「ベトナムでの勇気」を売る男

執筆者:徳岡孝夫2004年4月号

 日米修好通商条約の批准書を携えて渡米した新見豊前守以下の万延元年(一八六〇年)遣米使節団は、頭にチョンマゲを載せ腰に大小をたばさんだサムライ七十七人だった。ワシントン、ニューヨークで歓迎宴に引っ張り出されたのに、イブニングドレスに装った貴婦人方に接待され、少しも喜ばなかった。逆に、諸肌ぬぎで客の前に出るとは何事かと軽蔑した。 当時、日本女性が諸肌を脱ぐのは、男の目に触れぬ場所で、鏡に向かって化粧するときだけだった。

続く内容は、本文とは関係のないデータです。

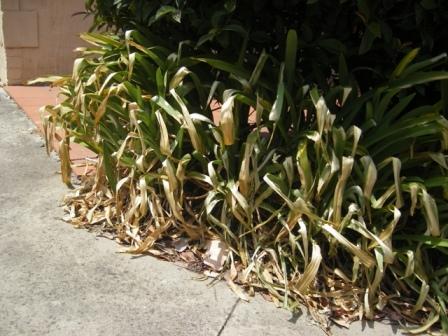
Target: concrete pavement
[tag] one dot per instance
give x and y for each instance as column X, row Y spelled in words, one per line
column 56, row 280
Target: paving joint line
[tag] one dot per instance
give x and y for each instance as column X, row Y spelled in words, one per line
column 228, row 317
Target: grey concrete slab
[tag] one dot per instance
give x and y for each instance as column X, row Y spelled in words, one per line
column 56, row 280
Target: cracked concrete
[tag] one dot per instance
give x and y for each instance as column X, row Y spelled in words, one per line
column 56, row 280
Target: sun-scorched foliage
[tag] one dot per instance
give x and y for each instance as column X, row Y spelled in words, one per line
column 307, row 136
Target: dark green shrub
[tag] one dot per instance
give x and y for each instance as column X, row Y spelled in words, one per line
column 307, row 201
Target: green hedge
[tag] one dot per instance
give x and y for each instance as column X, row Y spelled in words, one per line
column 327, row 172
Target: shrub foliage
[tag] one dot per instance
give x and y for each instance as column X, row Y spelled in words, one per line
column 326, row 174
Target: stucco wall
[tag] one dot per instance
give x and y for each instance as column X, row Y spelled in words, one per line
column 40, row 36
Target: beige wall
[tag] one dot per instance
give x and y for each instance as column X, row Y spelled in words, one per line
column 40, row 36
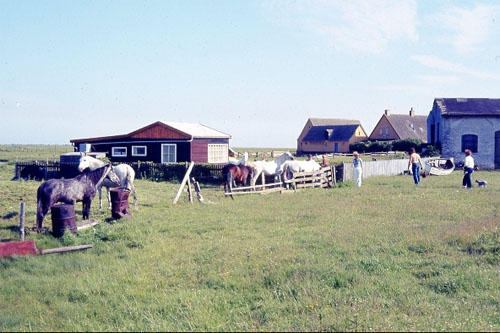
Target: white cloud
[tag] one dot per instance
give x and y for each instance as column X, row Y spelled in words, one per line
column 466, row 30
column 407, row 88
column 435, row 62
column 354, row 25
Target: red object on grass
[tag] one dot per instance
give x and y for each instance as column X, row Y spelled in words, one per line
column 21, row 248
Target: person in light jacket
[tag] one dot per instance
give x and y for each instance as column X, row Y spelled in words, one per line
column 358, row 169
column 415, row 163
column 468, row 169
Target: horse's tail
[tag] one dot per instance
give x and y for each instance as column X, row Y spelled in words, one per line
column 39, row 209
column 251, row 172
column 229, row 184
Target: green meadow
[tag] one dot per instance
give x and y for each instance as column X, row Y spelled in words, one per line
column 389, row 256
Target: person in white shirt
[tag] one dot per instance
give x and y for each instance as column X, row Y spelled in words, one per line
column 415, row 163
column 358, row 169
column 468, row 169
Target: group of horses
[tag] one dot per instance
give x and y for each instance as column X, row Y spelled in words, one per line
column 99, row 174
column 84, row 186
column 246, row 173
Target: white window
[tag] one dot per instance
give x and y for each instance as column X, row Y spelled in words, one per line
column 119, row 152
column 139, row 150
column 218, row 153
column 168, row 153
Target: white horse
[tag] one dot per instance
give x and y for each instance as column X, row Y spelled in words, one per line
column 272, row 168
column 242, row 161
column 123, row 171
column 291, row 167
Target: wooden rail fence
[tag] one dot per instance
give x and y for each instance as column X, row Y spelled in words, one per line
column 324, row 178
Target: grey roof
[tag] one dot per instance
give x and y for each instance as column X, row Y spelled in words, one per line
column 198, row 130
column 335, row 133
column 407, row 126
column 468, row 106
column 333, row 121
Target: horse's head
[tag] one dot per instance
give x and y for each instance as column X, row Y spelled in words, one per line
column 83, row 163
column 112, row 176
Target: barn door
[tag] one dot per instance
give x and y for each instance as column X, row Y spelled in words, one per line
column 497, row 150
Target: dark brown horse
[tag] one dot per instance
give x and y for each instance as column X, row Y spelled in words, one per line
column 236, row 175
column 81, row 188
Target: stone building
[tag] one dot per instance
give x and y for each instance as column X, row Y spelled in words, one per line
column 456, row 124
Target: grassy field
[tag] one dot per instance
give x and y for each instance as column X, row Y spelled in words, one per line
column 388, row 256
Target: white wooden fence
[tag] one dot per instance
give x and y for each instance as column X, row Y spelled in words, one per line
column 379, row 168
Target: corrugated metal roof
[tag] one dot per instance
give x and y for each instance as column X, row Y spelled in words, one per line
column 407, row 126
column 469, row 106
column 198, row 130
column 332, row 121
column 334, row 133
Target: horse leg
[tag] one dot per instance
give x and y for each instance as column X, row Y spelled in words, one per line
column 229, row 182
column 41, row 211
column 86, row 208
column 99, row 189
column 134, row 195
column 108, row 195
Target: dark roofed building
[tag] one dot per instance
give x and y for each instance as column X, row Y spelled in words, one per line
column 400, row 126
column 160, row 142
column 456, row 124
column 323, row 135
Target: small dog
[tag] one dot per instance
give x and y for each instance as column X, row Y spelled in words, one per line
column 481, row 183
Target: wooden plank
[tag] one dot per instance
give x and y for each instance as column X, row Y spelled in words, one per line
column 66, row 249
column 18, row 248
column 21, row 222
column 244, row 188
column 183, row 183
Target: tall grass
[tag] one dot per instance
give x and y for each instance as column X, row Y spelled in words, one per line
column 387, row 256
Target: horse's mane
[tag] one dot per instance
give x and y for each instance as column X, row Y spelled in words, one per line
column 93, row 176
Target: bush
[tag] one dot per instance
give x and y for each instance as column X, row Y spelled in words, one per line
column 385, row 146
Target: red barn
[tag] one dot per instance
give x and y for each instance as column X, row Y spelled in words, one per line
column 160, row 142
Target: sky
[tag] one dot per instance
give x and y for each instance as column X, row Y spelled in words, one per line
column 255, row 69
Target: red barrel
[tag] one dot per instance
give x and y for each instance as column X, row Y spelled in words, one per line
column 119, row 203
column 63, row 217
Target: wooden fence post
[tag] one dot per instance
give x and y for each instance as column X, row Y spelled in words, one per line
column 183, row 183
column 21, row 222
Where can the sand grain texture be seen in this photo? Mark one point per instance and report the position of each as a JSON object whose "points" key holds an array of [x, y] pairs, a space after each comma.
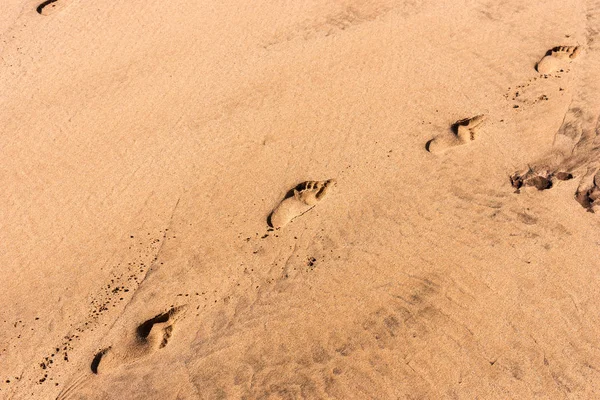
{"points": [[145, 144]]}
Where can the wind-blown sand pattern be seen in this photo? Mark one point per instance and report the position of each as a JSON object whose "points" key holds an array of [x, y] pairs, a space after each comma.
{"points": [[144, 145]]}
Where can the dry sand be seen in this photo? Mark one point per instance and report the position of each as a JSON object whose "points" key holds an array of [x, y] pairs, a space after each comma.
{"points": [[144, 144]]}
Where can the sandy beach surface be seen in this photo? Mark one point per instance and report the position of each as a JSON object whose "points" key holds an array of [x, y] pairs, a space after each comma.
{"points": [[341, 199]]}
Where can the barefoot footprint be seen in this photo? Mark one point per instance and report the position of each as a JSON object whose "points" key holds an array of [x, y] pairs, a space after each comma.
{"points": [[465, 131], [150, 336], [298, 201], [588, 192], [51, 6], [556, 58]]}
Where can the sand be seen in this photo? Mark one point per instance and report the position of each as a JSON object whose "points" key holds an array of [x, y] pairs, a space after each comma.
{"points": [[145, 144]]}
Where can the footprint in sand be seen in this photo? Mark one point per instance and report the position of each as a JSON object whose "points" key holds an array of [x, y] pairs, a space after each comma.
{"points": [[541, 179], [49, 7], [299, 201], [148, 337], [588, 192], [465, 131], [556, 58]]}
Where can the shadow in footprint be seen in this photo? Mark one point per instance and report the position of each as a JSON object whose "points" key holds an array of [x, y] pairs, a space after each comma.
{"points": [[51, 6], [150, 335]]}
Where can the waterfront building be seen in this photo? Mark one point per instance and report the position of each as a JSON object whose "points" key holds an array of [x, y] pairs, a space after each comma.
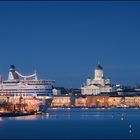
{"points": [[98, 84]]}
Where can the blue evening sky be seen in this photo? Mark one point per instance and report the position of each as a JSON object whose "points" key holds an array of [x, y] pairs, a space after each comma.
{"points": [[64, 40]]}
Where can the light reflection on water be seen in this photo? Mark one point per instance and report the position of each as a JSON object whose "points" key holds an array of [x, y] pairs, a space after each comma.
{"points": [[74, 123], [81, 114]]}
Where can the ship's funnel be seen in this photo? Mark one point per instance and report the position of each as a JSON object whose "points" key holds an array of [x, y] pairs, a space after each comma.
{"points": [[12, 74], [12, 67]]}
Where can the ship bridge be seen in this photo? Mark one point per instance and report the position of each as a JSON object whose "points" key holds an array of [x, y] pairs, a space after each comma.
{"points": [[15, 75]]}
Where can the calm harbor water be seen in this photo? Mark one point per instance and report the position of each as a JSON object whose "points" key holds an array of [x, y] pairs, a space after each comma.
{"points": [[74, 123]]}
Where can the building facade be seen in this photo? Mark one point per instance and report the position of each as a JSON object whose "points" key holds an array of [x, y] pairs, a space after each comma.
{"points": [[97, 85]]}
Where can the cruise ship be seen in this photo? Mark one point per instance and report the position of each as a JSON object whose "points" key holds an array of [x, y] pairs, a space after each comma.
{"points": [[28, 89]]}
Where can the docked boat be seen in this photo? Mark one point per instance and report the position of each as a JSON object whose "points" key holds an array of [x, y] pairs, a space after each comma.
{"points": [[26, 92]]}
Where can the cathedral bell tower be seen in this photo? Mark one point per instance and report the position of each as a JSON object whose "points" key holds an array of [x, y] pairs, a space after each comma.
{"points": [[98, 72]]}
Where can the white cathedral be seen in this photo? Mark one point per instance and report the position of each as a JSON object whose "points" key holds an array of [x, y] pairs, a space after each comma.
{"points": [[97, 85]]}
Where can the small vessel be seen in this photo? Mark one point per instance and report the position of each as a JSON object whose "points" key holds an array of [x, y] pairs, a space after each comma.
{"points": [[26, 92]]}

イスラムの女は、今日なお見せない。 私が遣米使節団と同じように船で米国留学に旅立ったのは、ちょうど百年後、一九六〇年の夏である。百年は長いようで短い。私の精神構造は、おそらく遣米サムライ使節を隔たること遠くなかろう。四年ごとのアメリカ大統領選を見て、何たるはしたないことかと眉をひそめる。予備選挙の段階から、候補者は壇上、衆人環視のうちに女房を抱いて接吻する。二度三度とする。ええ加減にせえよと私は言いたくなる。 アメリカ人はあれを見て、ああこの人は妻を愛している、家庭を大事にする人だと思って投票するのか。政治家の演技に騙され、ハピネスの幻想に酔うのか。 今年の大統領選では、キスに加えてジョン・ケリーという「戦争英雄」が予想を超える人気を集め、後は民主党の指名待ちという形勢になっている。やれやれ、こいつは家庭と戦争という幻想のスプリットタンで有権者を捕食する気かと、私はシラケて眺めている。